II - 6. Save and Import your model and parameters¶
You could import your first model from TrainingPlan1 instead of loading the original DenseNet. You could also retrieve the model's features.
# import your model from a file
model_features_ = torch.load('./training_plan2_densenet_MedNIST')
model_features_
II - 7. check model parameters changed/unchanged¶
Here we are just making sure that the layers that were supoosed to be modified have indeed been modified, between the original model downloaded from pytorch hub and the trained model.
We will discard the batch normalization layers, since those may have changed during the transfer learning operation
Let's first have a look to the layers in the model that we left unfrozen.
# unfrozen layers during transfer learning (MyTrainingPlan2)
model_features.features[:-model_args['num_unfrozen_blocks']]
# Here we check if Layers of the DenseNet model have changed between the initial model and the model extracted
# from the training plan (after transfer learning)
model_features = exp.training_plan().model()
table = pd.DataFrame(columns=["Layer name", "Layer set to frozen", "Is Layer changed?"])

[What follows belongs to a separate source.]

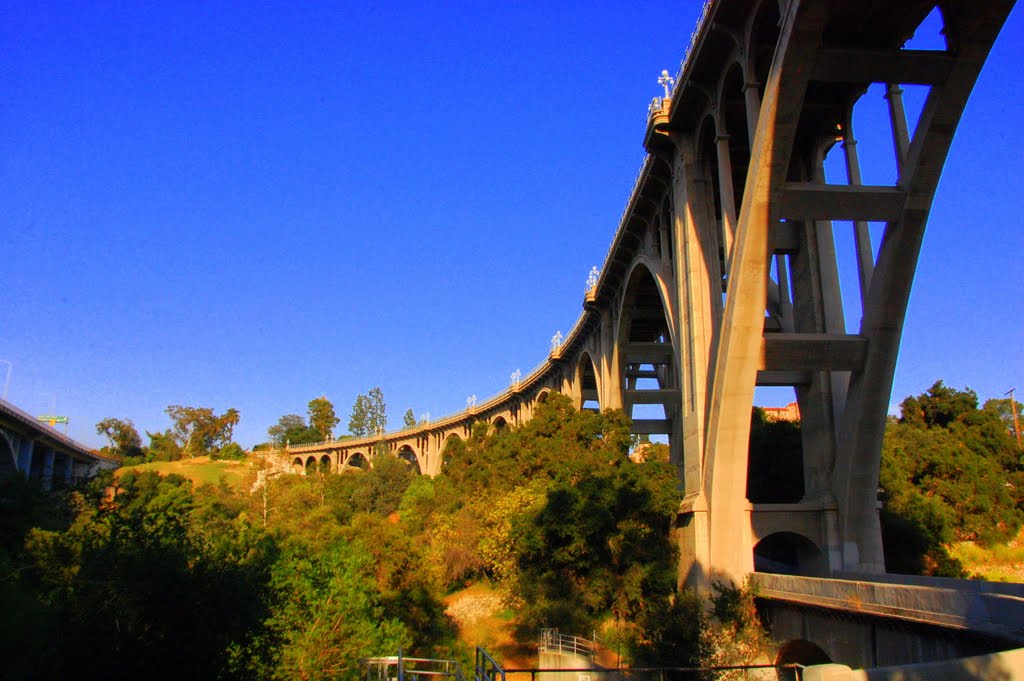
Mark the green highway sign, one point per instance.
(52, 420)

ref_model = torch.load('pretrained_model.pt') # reloading model downloaded from pytorch hub
remove_norm_layers= lambda name : not any([x in name for x in ('norm', 'batch') ])

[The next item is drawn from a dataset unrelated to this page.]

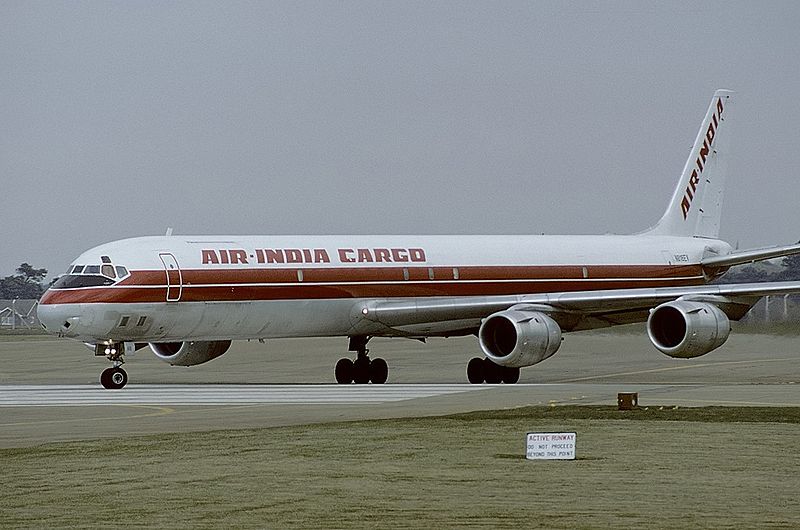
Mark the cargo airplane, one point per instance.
(188, 297)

layers = list(ref_model.keys())
ours_layers = model_features.features[:-model_args['num_unfrozen_blocks']]
ours_layers = ['features.'+ x for x in ours_layers.state_dict().keys()]
_counter = 0
for i, (layer_name, param) in enumerate(model_features.state_dict().items()):
if i >= len(layers):
continue
l = layers[i]
if remove_norm_layers(l) :
r_tensor = ref_model[l]
if 'classifier' in layer_name:
table.loc[_counter] = [l, l in ours_layers, "non comparable"]
else:
t = model_features.get_parameter(l)
_is_close = bool(torch.isclose(r_tensor, t).all())
table.loc[_counter] = [l, l in ours_layers, not _is_close, ]
_counter += 1
# display comaprison table content
table
The table displays all layers, the one modified and untouched during the training. "non comparable"

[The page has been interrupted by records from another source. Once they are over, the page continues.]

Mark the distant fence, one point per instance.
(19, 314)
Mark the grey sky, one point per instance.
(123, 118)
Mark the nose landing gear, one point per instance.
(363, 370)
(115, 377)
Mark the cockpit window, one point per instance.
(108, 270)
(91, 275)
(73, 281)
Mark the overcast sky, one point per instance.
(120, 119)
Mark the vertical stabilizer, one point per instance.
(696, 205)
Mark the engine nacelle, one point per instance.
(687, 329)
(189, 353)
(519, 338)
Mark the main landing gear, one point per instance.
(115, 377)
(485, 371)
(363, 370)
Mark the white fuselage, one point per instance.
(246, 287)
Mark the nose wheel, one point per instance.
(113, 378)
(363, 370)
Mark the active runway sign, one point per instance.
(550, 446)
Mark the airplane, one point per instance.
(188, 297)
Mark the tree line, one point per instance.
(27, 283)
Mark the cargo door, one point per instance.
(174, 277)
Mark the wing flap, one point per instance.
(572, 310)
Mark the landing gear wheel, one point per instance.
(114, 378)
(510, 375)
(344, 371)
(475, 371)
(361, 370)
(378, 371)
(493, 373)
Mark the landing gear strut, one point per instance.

means layers that have been modified from original model to our use case. Those layers are the classifiying layers.
Conclusions¶
Through these experiments, we have observed a better accuracy and a faster decreasing loss value with transfer-learning methods instead of using the untrained model.
To conclude with the method of transfer learning, it is depending on how many data you have. You could choose to train more layers and compare the metrics with partial fine-tuning. You choose the method that gives the best metrics for your experiment.